In December 2010, the city established a moratorium on medical marijuana dispensaries — and then renewed it in 2011. Both the Green Door and the Green Tiger were established prior to the moratorium.
With the city’s involvement in ongoing code enforcement operations with the two dispensaries, Dunn declined to comment on the city’s official position regarding the dispensaries. However, a letter from city staff from the December meeting when the moratorium was passed calls the selling of medical marijuana a traditionally “prohibited activity” and states, “prospective operators of medical marijuana dispensaries within the city have taken the position that such dispensaries are not unlike pharmacies, medical offices, or general retail uses and are therefore permitted in any zoning district that allows these types of land uses. Staff disagrees with these arguments.”
Dunn estimated that the issue of AB1300’s potential effects on the two dispensaries would be going before council in the near future. “Given the fact that some things are changing at the state and national levels, we may be extending the moratorium to better understand how to address this issue,” she said.
Which is nothing new, according to Moss.
“[Dispensaries] became legal and the cities and counties are still trying to catch up with developments and regulations and moratoriums,” he said. “There are some growing pains as they try to catch up.”
He added: “There’s a perceived connection between marijuana and illegal activity, even though the passage of Prop. 215 gives it a legal direction. This stigma keeps following it, so it’s going to take some time before a real, developed outlook is arrived at.”

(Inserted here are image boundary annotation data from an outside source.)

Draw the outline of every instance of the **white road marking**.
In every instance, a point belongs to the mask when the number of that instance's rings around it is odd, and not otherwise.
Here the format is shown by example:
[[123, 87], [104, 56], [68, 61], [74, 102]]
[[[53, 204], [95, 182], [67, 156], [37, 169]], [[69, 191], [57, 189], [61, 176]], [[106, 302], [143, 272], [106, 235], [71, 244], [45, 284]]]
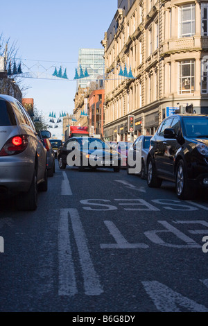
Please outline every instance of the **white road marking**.
[[[125, 211], [153, 211], [159, 212], [160, 209], [153, 206], [144, 199], [114, 199], [116, 201], [124, 201], [126, 203], [119, 203], [123, 206], [137, 206], [136, 208], [123, 208]], [[135, 202], [135, 203], [134, 203]]]
[[[177, 230], [174, 226], [169, 224], [166, 221], [157, 221], [157, 222], [166, 228], [166, 230], [154, 230], [153, 231], [146, 231], [144, 234], [154, 243], [164, 246], [164, 247], [169, 248], [201, 248], [202, 246], [195, 242], [194, 240], [187, 237], [186, 234], [182, 233], [181, 231]], [[175, 234], [178, 239], [185, 242], [185, 245], [173, 244], [167, 242], [164, 242], [158, 235], [158, 233], [172, 233]]]
[[186, 200], [187, 203], [189, 203], [189, 204], [193, 205], [194, 206], [196, 206], [197, 207], [202, 208], [202, 209], [205, 209], [205, 211], [208, 211], [208, 207], [206, 206], [204, 206], [200, 204], [198, 204], [197, 203], [194, 203], [192, 200]]
[[99, 295], [103, 292], [87, 247], [87, 240], [79, 214], [76, 209], [69, 209], [74, 237], [78, 247], [80, 262], [83, 273], [84, 287], [87, 295]]
[[180, 307], [192, 312], [208, 312], [208, 309], [184, 297], [172, 289], [157, 281], [142, 282], [145, 291], [161, 312], [181, 312]]
[[129, 183], [127, 181], [124, 181], [124, 180], [115, 180], [114, 181], [116, 181], [116, 182], [119, 182], [119, 183], [121, 183], [122, 185], [124, 185], [125, 186], [126, 186], [125, 188], [130, 188], [131, 189], [137, 190], [138, 191], [141, 191], [141, 192], [144, 192], [144, 193], [146, 192], [144, 187], [137, 187], [134, 186], [134, 185], [132, 185], [131, 183]]
[[110, 234], [114, 238], [116, 243], [101, 244], [101, 249], [135, 249], [137, 248], [149, 248], [149, 246], [145, 243], [129, 243], [113, 222], [105, 221], [104, 223], [108, 228]]
[[58, 228], [59, 295], [78, 293], [69, 233], [68, 209], [61, 209]]
[[72, 191], [66, 172], [63, 172], [64, 180], [62, 182], [62, 196], [72, 196]]

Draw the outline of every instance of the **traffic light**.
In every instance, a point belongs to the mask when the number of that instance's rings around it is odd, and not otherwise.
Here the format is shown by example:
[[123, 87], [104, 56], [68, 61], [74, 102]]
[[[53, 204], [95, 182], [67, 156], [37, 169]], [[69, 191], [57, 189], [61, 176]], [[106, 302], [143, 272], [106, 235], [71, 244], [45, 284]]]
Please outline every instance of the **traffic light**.
[[186, 106], [186, 112], [187, 113], [193, 113], [193, 104], [191, 103], [189, 105], [187, 105]]
[[135, 132], [135, 116], [129, 115], [128, 117], [128, 132]]

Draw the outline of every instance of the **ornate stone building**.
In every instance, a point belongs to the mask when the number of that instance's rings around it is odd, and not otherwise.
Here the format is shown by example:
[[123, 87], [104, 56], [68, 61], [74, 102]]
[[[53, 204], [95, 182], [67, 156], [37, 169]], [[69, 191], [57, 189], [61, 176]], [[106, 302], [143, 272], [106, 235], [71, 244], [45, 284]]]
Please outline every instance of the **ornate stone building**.
[[101, 42], [106, 139], [130, 140], [129, 114], [135, 138], [153, 134], [180, 105], [208, 114], [207, 25], [207, 1], [118, 1]]

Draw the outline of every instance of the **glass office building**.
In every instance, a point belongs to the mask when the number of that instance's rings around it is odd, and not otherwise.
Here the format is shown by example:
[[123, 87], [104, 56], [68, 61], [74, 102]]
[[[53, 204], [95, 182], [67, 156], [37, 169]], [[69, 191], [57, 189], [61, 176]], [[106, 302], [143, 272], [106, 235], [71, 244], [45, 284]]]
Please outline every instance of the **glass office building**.
[[95, 81], [98, 75], [103, 76], [105, 71], [105, 60], [103, 49], [80, 49], [78, 62], [78, 74], [80, 75], [80, 67], [85, 74], [87, 69], [89, 77], [78, 79], [77, 89], [79, 87], [85, 88], [91, 81]]

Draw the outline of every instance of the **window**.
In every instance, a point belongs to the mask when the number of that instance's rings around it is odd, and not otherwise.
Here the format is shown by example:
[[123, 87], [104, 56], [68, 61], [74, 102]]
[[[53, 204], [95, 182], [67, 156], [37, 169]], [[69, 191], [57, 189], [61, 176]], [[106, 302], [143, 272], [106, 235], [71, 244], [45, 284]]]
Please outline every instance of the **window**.
[[167, 128], [171, 128], [172, 121], [173, 121], [173, 118], [167, 119], [167, 120], [164, 121], [164, 122], [163, 123], [163, 124], [162, 126], [162, 128], [159, 128], [159, 136], [163, 136], [164, 130], [165, 129], [166, 129]]
[[173, 119], [171, 128], [174, 129], [175, 135], [178, 135], [180, 130], [180, 122], [177, 118]]
[[153, 37], [152, 37], [152, 28], [148, 29], [148, 55], [150, 55], [150, 54], [153, 52]]
[[17, 126], [17, 122], [10, 103], [0, 100], [0, 126]]
[[208, 3], [202, 3], [202, 35], [208, 36]]
[[195, 34], [195, 5], [182, 6], [179, 9], [179, 37], [189, 37]]
[[159, 25], [158, 22], [155, 22], [155, 31], [156, 31], [156, 49], [159, 46]]
[[202, 61], [201, 93], [208, 94], [207, 89], [207, 65], [208, 59]]
[[194, 60], [179, 63], [179, 94], [193, 94], [195, 87]]

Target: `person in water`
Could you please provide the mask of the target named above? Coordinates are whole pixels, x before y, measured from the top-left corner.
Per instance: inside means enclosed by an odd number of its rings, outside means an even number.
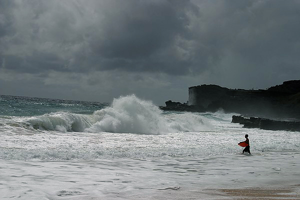
[[[245,147],[245,148],[242,150],[242,153],[244,154],[244,152],[248,152],[249,154],[251,154],[250,152],[250,144],[249,144],[249,139],[248,139],[248,134],[245,134],[245,138],[246,140],[244,141],[244,142],[248,144],[248,146]]]

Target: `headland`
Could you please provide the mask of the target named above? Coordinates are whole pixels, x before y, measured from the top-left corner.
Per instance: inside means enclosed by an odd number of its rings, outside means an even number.
[[[194,86],[188,88],[188,100],[186,103],[168,100],[166,104],[160,108],[191,112],[222,110],[226,113],[239,114],[242,117],[264,120],[256,120],[260,122],[266,123],[265,120],[270,119],[268,122],[269,125],[276,120],[298,122],[300,120],[300,80],[286,81],[266,90],[232,89],[216,84]]]

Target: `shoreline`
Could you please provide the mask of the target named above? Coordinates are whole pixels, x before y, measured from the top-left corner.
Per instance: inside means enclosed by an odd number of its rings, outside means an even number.
[[[218,196],[243,200],[299,200],[300,184],[279,188],[245,188],[216,189]]]

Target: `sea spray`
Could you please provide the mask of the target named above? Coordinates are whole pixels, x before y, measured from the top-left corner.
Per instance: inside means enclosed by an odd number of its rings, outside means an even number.
[[[30,118],[27,120],[34,129],[46,130],[82,132],[90,127],[92,120],[89,115],[58,112]]]
[[[111,107],[94,113],[96,122],[88,131],[160,134],[170,132],[162,111],[134,95],[114,100]]]
[[[115,98],[111,107],[94,113],[96,123],[87,130],[142,134],[164,134],[200,131],[209,126],[200,116],[188,114],[162,114],[151,102],[134,95]],[[205,124],[204,124],[204,121]]]
[[[150,102],[140,100],[134,95],[115,98],[110,106],[96,110],[92,114],[60,112],[33,116],[14,117],[6,121],[8,124],[19,124],[20,128],[31,128],[32,130],[60,132],[158,134],[199,132],[212,128],[207,120],[198,114],[164,112]]]

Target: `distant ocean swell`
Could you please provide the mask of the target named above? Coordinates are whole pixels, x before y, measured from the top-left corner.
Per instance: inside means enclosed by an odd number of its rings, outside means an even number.
[[[42,116],[16,117],[34,130],[66,132],[164,134],[194,132],[211,128],[204,117],[192,113],[164,114],[150,102],[134,95],[114,99],[111,106],[92,114],[57,112]],[[12,123],[12,122],[10,122]]]

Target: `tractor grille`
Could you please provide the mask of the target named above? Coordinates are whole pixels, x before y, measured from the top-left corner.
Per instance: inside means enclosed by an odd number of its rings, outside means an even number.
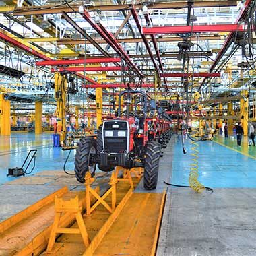
[[[120,136],[120,132],[122,136]],[[106,136],[109,133],[110,137]],[[105,121],[103,127],[104,150],[109,153],[123,153],[128,152],[127,123],[119,121]]]
[[[105,139],[105,151],[113,153],[123,153],[127,150],[127,139]]]

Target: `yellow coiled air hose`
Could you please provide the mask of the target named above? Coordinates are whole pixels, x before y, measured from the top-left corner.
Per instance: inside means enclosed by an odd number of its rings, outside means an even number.
[[[198,181],[199,174],[199,144],[196,142],[198,135],[197,129],[192,128],[192,135],[191,135],[191,143],[192,153],[190,155],[192,156],[191,163],[189,164],[190,172],[189,177],[189,186],[197,193],[201,193],[205,189],[203,184]]]
[[[195,94],[194,98],[195,100],[199,100],[200,98],[200,94],[197,92]],[[198,105],[197,105],[198,106]],[[198,108],[200,109],[200,106],[198,106]],[[191,114],[193,117],[193,115]],[[192,125],[191,125],[192,126]],[[197,193],[201,193],[205,189],[205,187],[199,181],[198,181],[199,174],[199,165],[198,165],[198,158],[199,158],[199,144],[197,142],[198,141],[198,137],[199,137],[199,129],[197,127],[191,127],[191,134],[189,135],[190,142],[191,144],[191,150],[192,152],[190,155],[192,156],[191,163],[189,164],[190,172],[189,177],[189,186],[194,189]]]

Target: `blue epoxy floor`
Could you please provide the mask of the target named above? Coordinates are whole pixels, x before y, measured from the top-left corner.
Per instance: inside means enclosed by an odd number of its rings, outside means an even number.
[[[61,148],[53,148],[52,134],[36,135],[30,133],[13,133],[10,137],[0,136],[0,184],[17,178],[7,177],[8,168],[21,167],[30,150],[37,149],[36,167],[33,173],[42,170],[63,170],[69,153]],[[73,170],[73,150],[67,170]]]
[[[199,180],[205,186],[213,188],[256,188],[256,160],[214,141],[200,141],[199,144]],[[175,144],[172,183],[188,185],[192,157],[189,141],[186,141],[186,145],[187,153],[184,155],[181,142]],[[237,150],[237,148],[234,146],[234,149]]]
[[[230,141],[227,146],[234,143],[231,139],[228,139],[228,142]],[[218,141],[223,142],[220,137]],[[256,160],[214,141],[205,141],[199,143],[199,181],[205,186],[256,187]],[[176,142],[174,147],[171,182],[175,184],[188,184],[192,157],[189,154],[191,152],[189,141],[186,141],[186,145],[187,153],[185,155],[183,154],[181,141]],[[0,136],[0,184],[16,179],[6,177],[7,168],[21,166],[27,152],[34,148],[38,150],[34,172],[63,170],[68,151],[63,152],[60,148],[53,147],[51,133],[35,135],[34,133],[13,133],[11,137]],[[237,150],[234,146],[234,149]],[[68,170],[73,170],[74,154],[75,150],[72,151],[67,162]]]

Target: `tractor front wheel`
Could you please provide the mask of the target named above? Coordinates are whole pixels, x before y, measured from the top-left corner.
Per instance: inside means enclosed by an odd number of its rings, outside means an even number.
[[[102,141],[102,127],[100,126],[97,133],[97,152],[100,155],[100,152],[103,150],[103,141]],[[115,167],[112,166],[103,166],[98,164],[98,168],[102,172],[112,172]]]
[[[159,143],[152,141],[148,143],[144,166],[144,188],[147,190],[156,187],[160,155],[161,146]]]
[[[92,176],[94,175],[96,162],[94,162],[94,156],[95,158],[96,153],[94,138],[85,137],[80,140],[75,156],[75,172],[78,181],[84,183],[86,172],[90,172]]]

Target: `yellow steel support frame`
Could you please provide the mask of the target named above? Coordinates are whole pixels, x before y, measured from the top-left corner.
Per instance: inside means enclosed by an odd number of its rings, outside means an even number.
[[[92,189],[91,185],[95,181],[92,178],[91,174],[87,172],[86,174],[86,215],[89,216],[100,203],[110,213],[113,213],[116,207],[117,202],[117,180],[114,173],[111,175],[109,185],[111,187],[102,196],[99,195],[95,191]],[[111,207],[104,201],[108,195],[111,194]],[[91,195],[96,199],[96,202],[91,207]]]
[[[233,113],[233,103],[228,102],[228,116],[232,115]],[[228,135],[230,135],[233,134],[233,126],[234,126],[234,120],[233,119],[228,119]]]
[[[11,135],[11,102],[0,94],[0,135]]]
[[[248,91],[243,90],[243,98],[240,100],[240,117],[242,123],[242,127],[244,131],[244,135],[248,135]]]
[[[35,123],[34,133],[35,134],[41,134],[42,129],[42,102],[36,101],[35,102]]]
[[[84,196],[84,194],[80,193],[75,198],[71,198],[69,200],[65,200],[55,195],[55,217],[48,243],[48,252],[53,250],[57,234],[81,234],[85,246],[87,247],[89,245],[90,240],[82,216],[82,204],[81,203],[82,200],[79,200],[79,196]],[[73,213],[75,215],[79,228],[61,228],[59,226],[61,214],[66,212]]]
[[[61,144],[66,136],[66,100],[67,79],[59,73],[55,74],[55,90],[57,101],[56,115],[57,119],[57,133],[60,135]]]
[[[102,88],[96,88],[96,129],[102,123]]]

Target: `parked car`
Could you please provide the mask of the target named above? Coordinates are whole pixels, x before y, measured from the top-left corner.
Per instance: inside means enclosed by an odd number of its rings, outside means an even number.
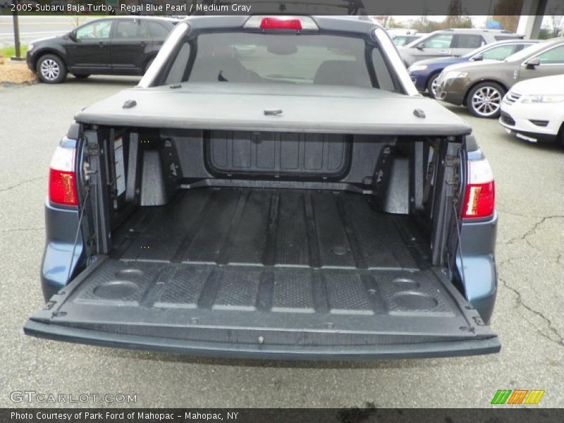
[[[498,118],[501,99],[524,80],[564,73],[564,38],[524,49],[502,61],[473,62],[445,68],[437,98],[464,105],[479,118]]]
[[[400,56],[405,67],[409,68],[420,60],[448,56],[458,57],[496,41],[520,38],[523,36],[498,30],[441,30],[400,49]]]
[[[419,39],[422,37],[427,35],[425,33],[414,34],[413,35],[395,35],[392,37],[392,41],[398,47],[403,47]]]
[[[27,334],[271,359],[499,350],[491,169],[381,26],[192,17],[137,87],[75,119]]]
[[[65,35],[32,42],[27,66],[49,84],[62,82],[68,72],[79,78],[142,75],[178,22],[149,16],[91,20]]]
[[[499,123],[527,141],[564,146],[564,75],[517,82],[501,102]]]
[[[467,61],[485,60],[503,60],[525,47],[538,43],[534,39],[508,39],[497,41],[472,50],[460,57],[438,57],[422,60],[413,63],[407,69],[411,80],[421,92],[426,90],[431,98],[436,97],[436,80],[443,69],[450,65]]]

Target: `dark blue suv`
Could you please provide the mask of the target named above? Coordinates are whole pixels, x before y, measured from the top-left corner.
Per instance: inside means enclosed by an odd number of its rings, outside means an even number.
[[[436,79],[443,69],[461,62],[482,60],[503,60],[513,53],[539,42],[534,39],[507,39],[486,44],[460,57],[438,57],[422,60],[410,66],[407,71],[417,90],[427,91],[435,98]]]

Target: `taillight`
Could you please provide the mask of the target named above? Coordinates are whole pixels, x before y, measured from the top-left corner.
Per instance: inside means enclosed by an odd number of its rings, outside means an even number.
[[[468,161],[468,181],[464,198],[462,217],[487,217],[496,206],[494,172],[486,159]]]
[[[255,15],[245,23],[247,29],[263,31],[317,31],[319,28],[309,16]]]
[[[49,200],[66,206],[76,206],[75,149],[59,146],[51,159],[49,173]]]

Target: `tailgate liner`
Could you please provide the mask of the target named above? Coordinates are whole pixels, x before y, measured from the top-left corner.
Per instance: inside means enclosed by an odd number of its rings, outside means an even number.
[[[32,317],[25,332],[241,357],[434,357],[499,350],[495,334],[435,269],[265,269],[107,259],[92,267]]]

And in the meantime, the Green Door will keep serving patients in its unique way, which according to Pebbles means educating its clientele.
“We help a lot of first-timers to medical cannabis who don’t know what they need,” he said. “We have a complete cross section of society with a variety of backgrounds, and the longer I’m there the wider it gets. But it’s mostly just average, mainstream folks.”